Environmental spill companies denied HOS exemption

November 12, 2019

Mark Schremmer


An hours-of-service exemption request from a group of environmental spill services companies has been denied.

The Federal Motor Carrier Safety Administration published the notice of denial in the Federal Register on Nov. 12.

Members of the Spill Control Association of America – HEPACO, Heritage Environmental Services, Lewis Environmental, and Moran Environmental Recovery – submitted a joint application for exemption, requesting relief from the 14-hour rule.

The request

The four SCAA companies said that the hours-of-service limitations have created difficulties for environmental spill emergency response companies. They asked the agency to allow them to respond to a release or threat of a release of oil and other hazardous materials, subject to the following conditions for each driver:

  • The on-duty period may not exceed 4.5 additional hours for a total of 18.5 hours of nonconsecutive on-duty time before the required reset.
  • Driving time for drivers who exceed the 14-hour period may not exceed eight hours.
  • Driving is not permitted after 70 hours on duty in eight days.
  • Drivers must take 10 hours off duty following the duty day.
  • All drivers must comply with the ELD rule.

The SCAA told the agency that if the exemption is not granted, there could be a disruption of national/regional commerce, including delays in power restoration and protection of interstate commerce and infrastructure.

Reason for denial

FMCSA denied the request made by the environmental spill emergency response companies, saying there is no basis for determining that the exemption would achieve a level of safety equivalent to or greater than the current regulations.
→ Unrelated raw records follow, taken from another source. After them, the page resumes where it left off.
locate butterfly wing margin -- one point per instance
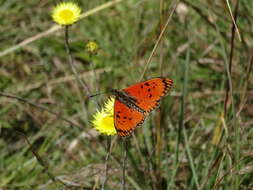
(149, 93)
(126, 119)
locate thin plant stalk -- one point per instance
(95, 78)
(82, 83)
(124, 164)
(109, 144)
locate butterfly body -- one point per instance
(134, 103)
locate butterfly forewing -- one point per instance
(149, 93)
(126, 119)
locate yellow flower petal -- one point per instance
(66, 13)
(103, 120)
(92, 47)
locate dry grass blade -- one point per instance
(158, 40)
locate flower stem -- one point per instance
(72, 66)
(124, 164)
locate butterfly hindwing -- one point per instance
(149, 93)
(126, 119)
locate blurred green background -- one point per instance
(193, 141)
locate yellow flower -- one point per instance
(92, 47)
(66, 13)
(103, 120)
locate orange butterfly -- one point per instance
(134, 103)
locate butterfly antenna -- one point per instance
(93, 95)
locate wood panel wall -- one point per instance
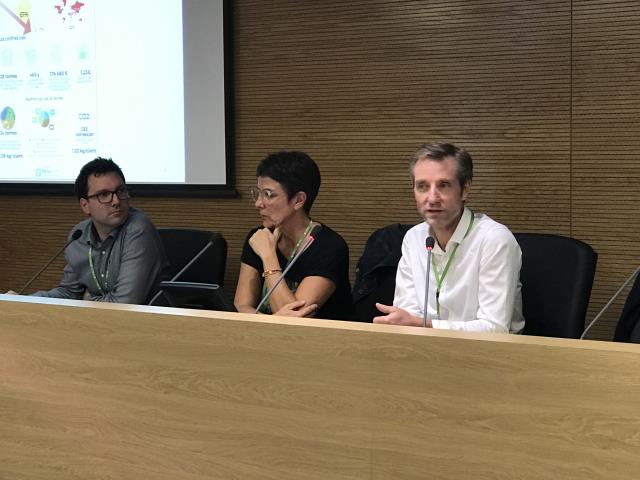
(544, 94)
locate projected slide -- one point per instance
(47, 54)
(80, 79)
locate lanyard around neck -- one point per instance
(95, 277)
(440, 278)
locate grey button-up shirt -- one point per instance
(127, 265)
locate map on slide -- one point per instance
(47, 88)
(20, 12)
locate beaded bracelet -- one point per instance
(270, 272)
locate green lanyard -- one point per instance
(266, 308)
(440, 279)
(95, 277)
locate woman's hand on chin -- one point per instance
(264, 242)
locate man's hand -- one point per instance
(297, 309)
(397, 316)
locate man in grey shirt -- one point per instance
(119, 256)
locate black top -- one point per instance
(328, 256)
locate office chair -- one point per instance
(376, 270)
(628, 327)
(557, 275)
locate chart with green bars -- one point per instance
(47, 87)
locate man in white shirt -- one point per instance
(475, 270)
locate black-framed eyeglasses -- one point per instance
(106, 196)
(266, 194)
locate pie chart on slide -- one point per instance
(7, 118)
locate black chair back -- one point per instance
(182, 245)
(557, 275)
(628, 327)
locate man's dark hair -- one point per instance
(97, 167)
(295, 171)
(441, 151)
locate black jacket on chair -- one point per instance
(376, 270)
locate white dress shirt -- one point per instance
(481, 291)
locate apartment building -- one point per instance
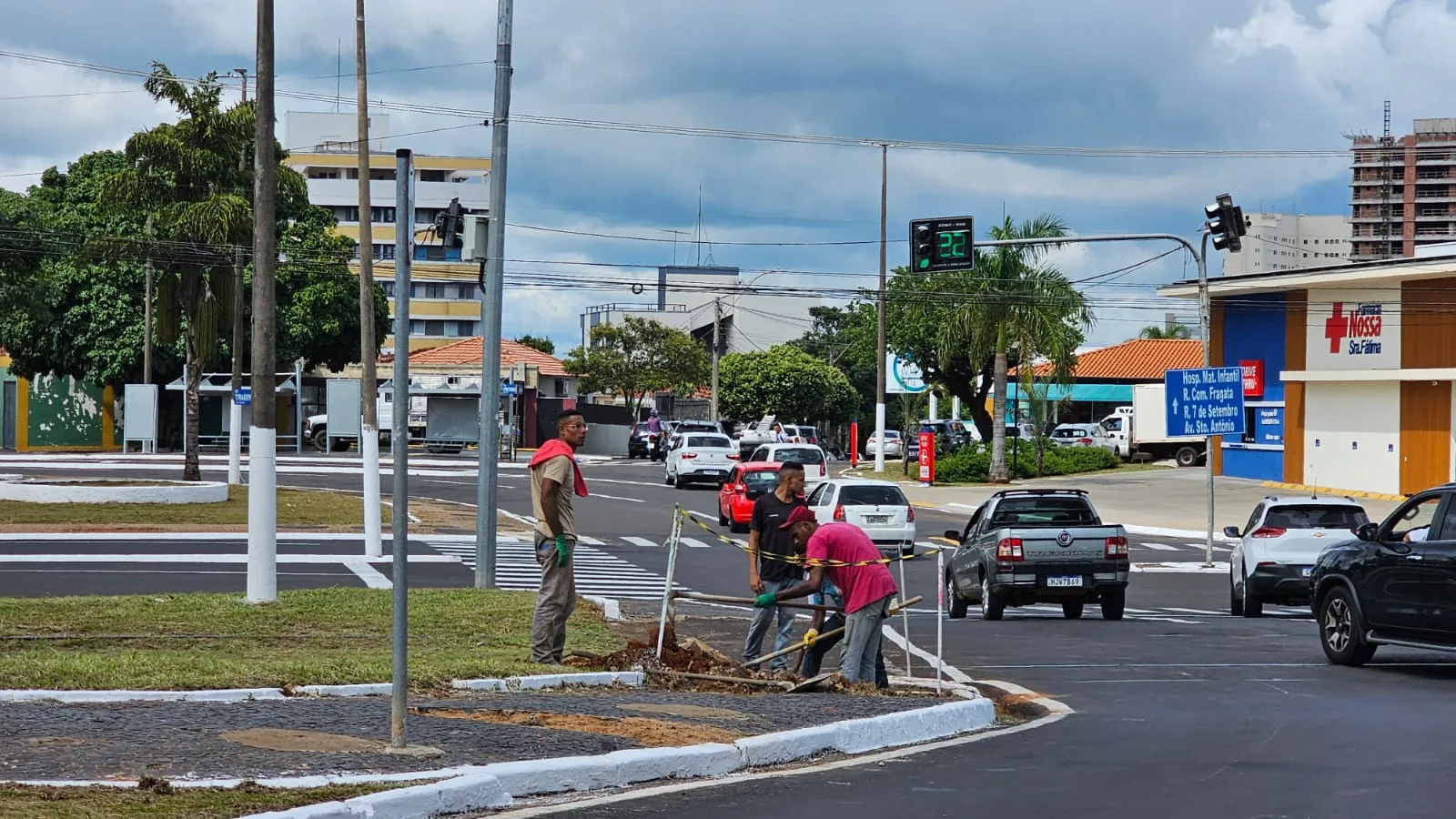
(1404, 189)
(1281, 241)
(443, 300)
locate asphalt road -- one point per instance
(1181, 710)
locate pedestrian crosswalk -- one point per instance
(597, 573)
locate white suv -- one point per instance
(1279, 545)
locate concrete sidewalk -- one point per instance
(1161, 497)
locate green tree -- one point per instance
(784, 380)
(1169, 331)
(538, 343)
(638, 358)
(1016, 302)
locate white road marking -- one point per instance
(618, 497)
(371, 577)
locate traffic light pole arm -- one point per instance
(1094, 239)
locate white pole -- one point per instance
(672, 569)
(905, 612)
(939, 618)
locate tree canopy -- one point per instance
(638, 358)
(785, 380)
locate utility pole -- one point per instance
(718, 321)
(369, 346)
(235, 428)
(880, 312)
(491, 295)
(262, 433)
(399, 513)
(146, 303)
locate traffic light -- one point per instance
(1227, 223)
(941, 244)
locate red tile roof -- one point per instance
(1142, 359)
(468, 351)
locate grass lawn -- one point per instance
(310, 637)
(296, 508)
(164, 802)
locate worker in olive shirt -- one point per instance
(555, 479)
(844, 554)
(772, 560)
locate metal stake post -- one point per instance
(399, 436)
(672, 570)
(487, 490)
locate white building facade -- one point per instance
(1280, 241)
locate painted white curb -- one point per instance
(499, 784)
(535, 682)
(1167, 532)
(89, 490)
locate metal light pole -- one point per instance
(1205, 319)
(491, 298)
(880, 312)
(399, 513)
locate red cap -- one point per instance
(800, 515)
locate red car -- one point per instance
(744, 484)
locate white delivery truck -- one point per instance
(1142, 429)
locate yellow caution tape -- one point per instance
(797, 560)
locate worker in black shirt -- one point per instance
(774, 561)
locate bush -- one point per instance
(972, 464)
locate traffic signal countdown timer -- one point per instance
(941, 244)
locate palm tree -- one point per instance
(189, 175)
(1162, 332)
(1016, 302)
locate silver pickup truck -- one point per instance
(1026, 547)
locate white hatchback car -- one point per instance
(813, 458)
(699, 457)
(1279, 545)
(878, 508)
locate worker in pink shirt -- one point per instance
(846, 555)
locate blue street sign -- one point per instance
(1205, 402)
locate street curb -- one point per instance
(533, 682)
(500, 784)
(1167, 532)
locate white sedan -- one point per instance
(878, 508)
(699, 457)
(1279, 547)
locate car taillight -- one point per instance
(1009, 548)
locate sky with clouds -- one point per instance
(1244, 75)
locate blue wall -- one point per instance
(1254, 329)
“Based on the body of research underlying the hours-of-service requirements, there is no basis for granting an exemption that would allow an individual to drive after the 18th hour of coming on duty,” FMCSA wrote. “Although SCAA explained that drivers would not exceed eight hours of driving time during a work shift, the agency does not believe there is a basis for concluding that the eight-hour limit for driving time offsets the potential increase in safety risks associated with an 18.5 hour driving window.

“The applicants are essentially requesting that the 14-hour rule be extended by 4.5 hours in exchange for a three-hour reduction in the driving time limit. The agency does not find this safety tradeoff to be persuasive.”